Hello,
I made the following reference fasta file (amplicons.fa) with only two sequences:
>BALV3loop
GTACAAGACCCAACAACAATACAAGAAAAAGTATAAATATAGGACCAGGCAGAGCATTTTATACAACAGGAGAAATAATAGGAGATATAAGACAAGCACATTGTAACCTTAGTAGAGCAAAATGGAATGACACTTTAAATAAGATAGTTATAAAATTAAGAGAACAATTTGGGAATAAAACAATAGTCTTTAAGCACTCCTCAGGAGGGGACCCAGAAATTG
>NL4-3V3loop
GTACAAGACCCAACAACAATACAAGAAAAAGTATCCGTATCCAGAGGGGACCAGGGAGAGCATTTGTTACAATAGGAAAAATAGGAAATATGAGACAAGCACATTGTAACATTAGTAGAGCAAAATGGAATGCCACTTTAAAACAGATAGCTAGCAAATTAAGAGAACAATTTGGAAATAATAAAACAATAATCTTTAAGCAATCCTCAGGAGGGGACCCAGAAATTG
I am trying to index the reference to run "alfred qc" on my aligned reads with the following command:
samtools faidx amplicons.fa
I get the following error:
[E::fai_build_core] Format error, unexpected character at line 1
[faidx] Could not build fai index amplicons.fai
I am not sure what could be wrong as the reference headers are named correctly according to my knowledge. Any help would be appreciated.
Sara
You're not the first person who has somehow ended up with UTF8 byte order marks in their input files. UTF8 actually recommends against using these, but clearly some Windows tool is "helpfully" creating text files with these invisible headers.
Incase we see this again, it would be useful to know which tool you used to create these files, so we can recommend people don't use it in the future!

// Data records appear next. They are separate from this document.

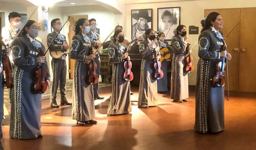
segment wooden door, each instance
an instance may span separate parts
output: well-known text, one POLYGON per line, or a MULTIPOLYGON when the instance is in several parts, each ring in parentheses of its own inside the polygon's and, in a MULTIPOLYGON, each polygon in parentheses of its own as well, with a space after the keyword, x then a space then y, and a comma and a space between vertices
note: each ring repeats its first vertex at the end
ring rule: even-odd
POLYGON ((239 91, 256 92, 256 8, 241 8, 241 17, 239 91))
MULTIPOLYGON (((72 38, 75 35, 75 32, 73 31, 72 27, 75 25, 75 19, 74 17, 72 16, 70 16, 69 18, 69 28, 68 39, 69 44, 69 45, 71 45, 72 43, 72 38)), ((69 55, 70 54, 69 54, 69 55)), ((69 79, 72 79, 73 78, 73 67, 74 65, 75 60, 70 59, 70 57, 68 57, 68 72, 69 75, 69 79)))
MULTIPOLYGON (((223 20, 223 28, 222 30, 225 38, 239 21, 240 10, 240 8, 205 9, 204 17, 213 12, 217 12, 220 14, 223 20)), ((239 24, 225 40, 227 51, 232 56, 232 59, 228 62, 229 89, 230 91, 235 91, 238 90, 239 53, 232 50, 239 48, 240 26, 240 24, 239 24)), ((226 85, 227 85, 226 80, 225 90, 227 90, 227 86, 226 85)))

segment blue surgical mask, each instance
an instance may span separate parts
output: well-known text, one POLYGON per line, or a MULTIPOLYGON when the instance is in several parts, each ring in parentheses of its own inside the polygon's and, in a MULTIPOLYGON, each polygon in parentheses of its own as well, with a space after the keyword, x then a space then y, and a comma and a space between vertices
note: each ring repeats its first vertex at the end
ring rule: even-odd
POLYGON ((84 30, 83 29, 83 31, 85 33, 88 33, 89 32, 90 32, 90 26, 85 26, 84 27, 85 28, 85 30, 84 30))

I used LibreOffice Writer as I work in a Linux OS and saved the file as a txt file and then converted it to fasta using "mv". I will probably use vim next time.
I work on Linux too (Pop! OS), and yeah, I recommend not using a word processor like LibreOffice Writer to write code/scripts. If you want to use a GUI/IDE, I recommend VS Code, which I'm currently using.